4. Passing fresh blood in the stools

Small amounts of fresh red blood can be a typical symptom of colitis, and this happens when the lining of the colon has become inflamed. There are many causes of colitis which can range from eating something that has not agreed with the dog to infectious or medical conditions. Copious amounts of blood are of great concern and could indicate an obstruction in the lower part of the digestive tract.

5. Passing dark blood in the stools

Black, “tarry” looking stools are caused by old, dark blood which is known as malaena. It indicates bleeding from higher up within the digestive tract and represents a very serious problem which requires immediate veterinary intervention.

6. Passing yellow or pale stools

Yellow/grey or paler than usual stools may be indicative of pancreatic problems or giardia.

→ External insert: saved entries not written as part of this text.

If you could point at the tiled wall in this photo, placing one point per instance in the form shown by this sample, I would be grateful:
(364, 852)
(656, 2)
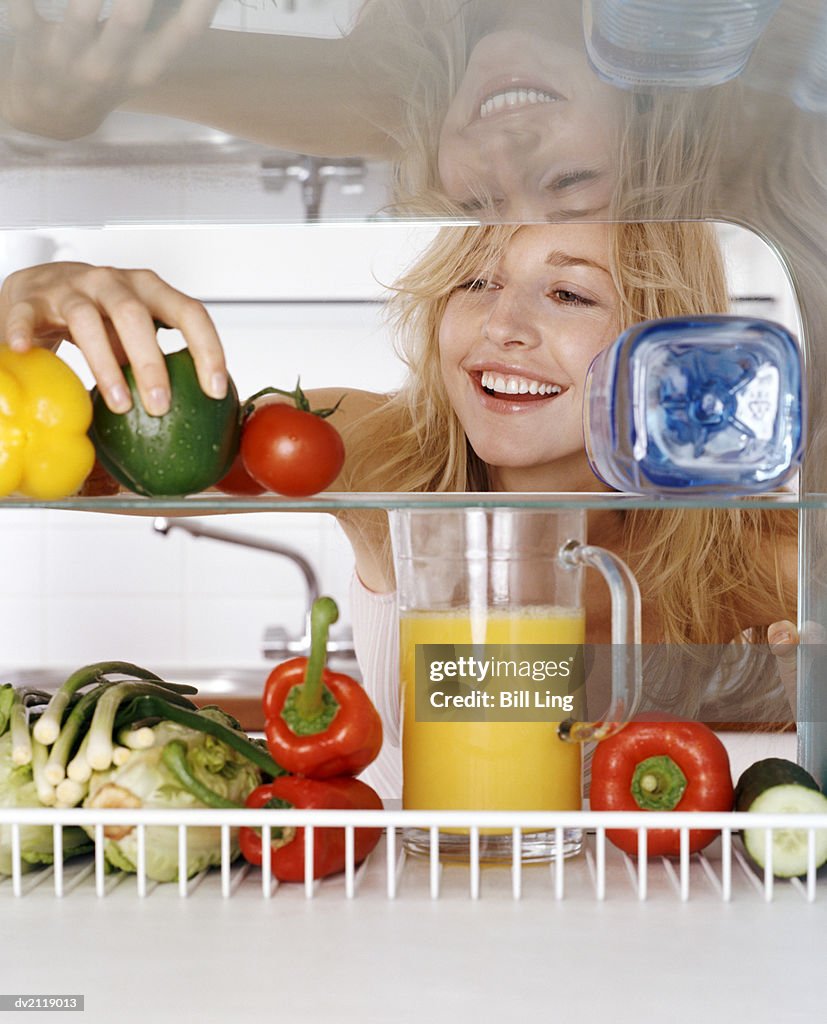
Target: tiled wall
(81, 587)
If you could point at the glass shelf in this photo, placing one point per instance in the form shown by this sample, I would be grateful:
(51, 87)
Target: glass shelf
(332, 502)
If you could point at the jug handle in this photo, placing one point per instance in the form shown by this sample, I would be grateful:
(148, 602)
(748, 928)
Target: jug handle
(626, 664)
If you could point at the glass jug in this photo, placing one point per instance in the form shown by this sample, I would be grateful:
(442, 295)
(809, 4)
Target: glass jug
(492, 634)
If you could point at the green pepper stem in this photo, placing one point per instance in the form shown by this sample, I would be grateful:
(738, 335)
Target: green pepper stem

7. Passing stools that are greenish in colour

Greenish colour stools may indicate the presence of bile. Giardia and rodent poison can also cause green stools.

8. Passing mucous in the stools

A little mucous can occasionally be passed from time to time and be normal. It is a slimy substance which is produced by the intestines to keep the lining of the colon lubricated and moist. If the mucous is excessive or accompanied by any other changes to your dog’s faeces (e.g. with blood, or accompanying diarrhoea) then it is very important to seek veterinary advice. There can be all manner of causes (see No.2 and No.4).